What ensues throughout the movie will both disgust you and surprise you as you see human nature at its highest of highs and of course its lowest of lows. You would be surprised on how this movie touches on the inherent problem of money and social status and truly makes you wonder at the end of the day how much we would actually mirror this movie if the “End of the World” presented itself. But there is a “happy ending” of sorts for this movie. As much of a happy ending as one could have with a movie like this which brings me to my next criteria: The Americans don’t save the day! …Well not fully at least. But that’s what my problem was with past movies. It was all about the Americans when it came to a world disaster and how the American’s reacted. Was 2012 any different? Well yes. Not to the degree to what I would have liked, but enough to make the movie work for me.

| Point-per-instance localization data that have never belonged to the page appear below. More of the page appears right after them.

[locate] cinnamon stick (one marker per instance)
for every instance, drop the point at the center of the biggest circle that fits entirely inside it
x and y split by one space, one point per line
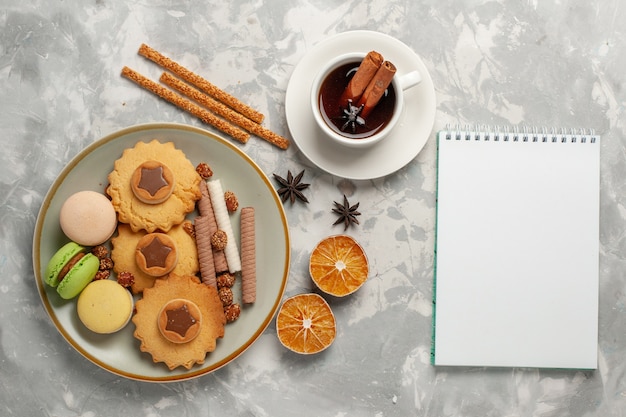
201 83
364 74
224 111
187 105
376 88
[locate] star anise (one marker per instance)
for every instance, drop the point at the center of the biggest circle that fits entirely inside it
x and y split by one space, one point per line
347 214
292 187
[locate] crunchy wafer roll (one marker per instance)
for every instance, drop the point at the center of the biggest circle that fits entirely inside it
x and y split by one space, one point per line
205 207
201 83
186 105
224 111
205 252
223 222
248 255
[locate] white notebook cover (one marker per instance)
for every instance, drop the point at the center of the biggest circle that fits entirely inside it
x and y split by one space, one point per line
517 251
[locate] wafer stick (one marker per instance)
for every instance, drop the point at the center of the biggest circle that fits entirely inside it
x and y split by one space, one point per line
205 206
201 83
223 222
205 252
248 255
224 111
187 105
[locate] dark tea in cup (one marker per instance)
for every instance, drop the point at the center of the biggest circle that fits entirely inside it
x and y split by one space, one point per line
357 98
344 117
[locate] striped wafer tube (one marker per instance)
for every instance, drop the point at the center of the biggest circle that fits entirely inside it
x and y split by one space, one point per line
248 255
205 252
223 223
205 208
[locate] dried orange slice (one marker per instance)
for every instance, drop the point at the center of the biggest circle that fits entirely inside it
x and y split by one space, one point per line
338 265
306 324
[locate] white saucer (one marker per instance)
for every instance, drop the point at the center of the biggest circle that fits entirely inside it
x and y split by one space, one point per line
389 155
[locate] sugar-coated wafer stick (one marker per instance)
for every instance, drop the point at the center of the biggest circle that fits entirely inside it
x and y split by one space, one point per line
224 111
223 223
205 207
187 105
201 83
205 252
248 255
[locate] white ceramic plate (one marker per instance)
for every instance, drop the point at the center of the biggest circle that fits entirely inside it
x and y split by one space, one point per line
389 155
119 353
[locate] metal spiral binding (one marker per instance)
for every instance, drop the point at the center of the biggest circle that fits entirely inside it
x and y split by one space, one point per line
495 133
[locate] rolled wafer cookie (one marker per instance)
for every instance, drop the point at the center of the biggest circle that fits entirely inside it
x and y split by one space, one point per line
223 222
248 255
205 208
205 251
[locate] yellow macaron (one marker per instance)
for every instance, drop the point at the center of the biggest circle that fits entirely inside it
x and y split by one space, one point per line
105 306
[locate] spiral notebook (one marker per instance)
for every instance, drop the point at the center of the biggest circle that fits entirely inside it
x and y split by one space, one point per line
517 249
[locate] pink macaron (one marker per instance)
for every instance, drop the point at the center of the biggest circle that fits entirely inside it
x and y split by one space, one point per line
88 218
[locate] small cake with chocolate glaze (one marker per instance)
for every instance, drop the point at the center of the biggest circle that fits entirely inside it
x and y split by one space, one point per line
180 320
178 294
152 182
156 254
153 186
125 259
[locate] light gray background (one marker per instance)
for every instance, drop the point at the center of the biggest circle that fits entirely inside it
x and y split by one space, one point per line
543 63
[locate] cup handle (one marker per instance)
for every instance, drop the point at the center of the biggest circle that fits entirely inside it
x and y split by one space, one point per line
409 80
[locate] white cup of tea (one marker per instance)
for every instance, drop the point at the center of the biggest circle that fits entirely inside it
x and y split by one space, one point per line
341 122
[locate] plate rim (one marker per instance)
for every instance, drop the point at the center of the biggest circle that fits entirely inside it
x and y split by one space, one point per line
36 251
337 171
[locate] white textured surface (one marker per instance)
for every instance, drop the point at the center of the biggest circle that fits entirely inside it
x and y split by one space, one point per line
548 63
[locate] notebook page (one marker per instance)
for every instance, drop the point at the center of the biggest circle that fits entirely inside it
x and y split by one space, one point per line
517 254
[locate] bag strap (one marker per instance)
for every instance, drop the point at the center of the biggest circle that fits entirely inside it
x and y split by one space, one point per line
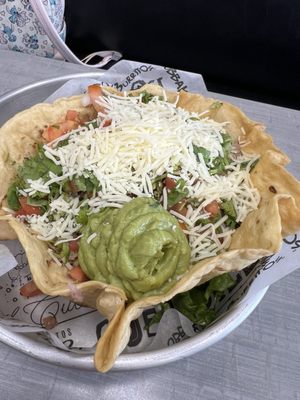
61 46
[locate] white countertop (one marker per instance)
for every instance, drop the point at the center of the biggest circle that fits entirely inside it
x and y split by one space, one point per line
260 360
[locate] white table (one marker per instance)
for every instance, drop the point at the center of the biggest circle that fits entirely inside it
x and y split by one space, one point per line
259 361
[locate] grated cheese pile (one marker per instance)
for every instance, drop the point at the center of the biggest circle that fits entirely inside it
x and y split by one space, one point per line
143 142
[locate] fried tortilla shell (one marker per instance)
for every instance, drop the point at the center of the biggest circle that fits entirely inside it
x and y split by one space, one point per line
259 235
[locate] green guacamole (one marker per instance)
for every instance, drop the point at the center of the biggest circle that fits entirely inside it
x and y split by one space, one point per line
139 248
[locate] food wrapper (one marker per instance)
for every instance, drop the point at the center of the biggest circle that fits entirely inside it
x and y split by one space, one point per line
73 328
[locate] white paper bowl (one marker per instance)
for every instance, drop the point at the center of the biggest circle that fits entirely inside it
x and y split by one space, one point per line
20 99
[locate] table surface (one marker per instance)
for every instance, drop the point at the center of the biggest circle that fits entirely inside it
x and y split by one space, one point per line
259 360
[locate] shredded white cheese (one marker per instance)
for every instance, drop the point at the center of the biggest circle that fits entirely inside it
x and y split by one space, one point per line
143 142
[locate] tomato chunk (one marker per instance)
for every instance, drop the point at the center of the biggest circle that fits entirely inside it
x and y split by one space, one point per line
180 208
74 246
77 274
30 290
182 225
53 132
107 122
212 208
95 91
170 183
27 209
72 115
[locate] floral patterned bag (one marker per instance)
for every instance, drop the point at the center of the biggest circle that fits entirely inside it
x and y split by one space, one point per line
38 27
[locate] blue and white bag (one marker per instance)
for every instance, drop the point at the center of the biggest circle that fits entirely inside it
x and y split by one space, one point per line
38 27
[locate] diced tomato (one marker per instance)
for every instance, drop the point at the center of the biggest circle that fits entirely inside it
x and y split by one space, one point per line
107 122
180 208
27 209
95 91
30 290
53 132
74 246
72 115
170 183
182 225
77 274
212 208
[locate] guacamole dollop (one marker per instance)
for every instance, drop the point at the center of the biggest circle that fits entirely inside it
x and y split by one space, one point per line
139 248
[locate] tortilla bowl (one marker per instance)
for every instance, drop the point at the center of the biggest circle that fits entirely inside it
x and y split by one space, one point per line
259 235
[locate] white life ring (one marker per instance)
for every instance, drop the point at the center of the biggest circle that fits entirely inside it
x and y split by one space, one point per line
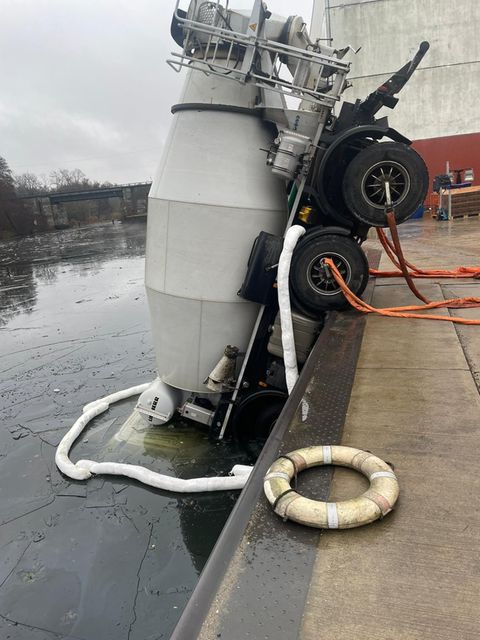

It was an Indian played by actor Jimi Mistry that actually discovered the impending catastrophe and the Chinese that actually developed the “Arc” that was to save the remaining members of human civilization. If anything, with the exception of the president, played by Danny Glover, and a select few others the Americans actually proved to be a detriment in the movie. By the end, you got the sense that it truly took a world effort to preserve what little was left of humanity and not just a one-sided ordeal. This helped give a genuine feel to the movie.
This is a film that put disaster movies back on the map for me, similar to the way the X-Men and Blade reintroduced the world to comic book movies. Future movies of this nature should be using 2012 as a formula for a successful, beautiful disaster movie moving forward.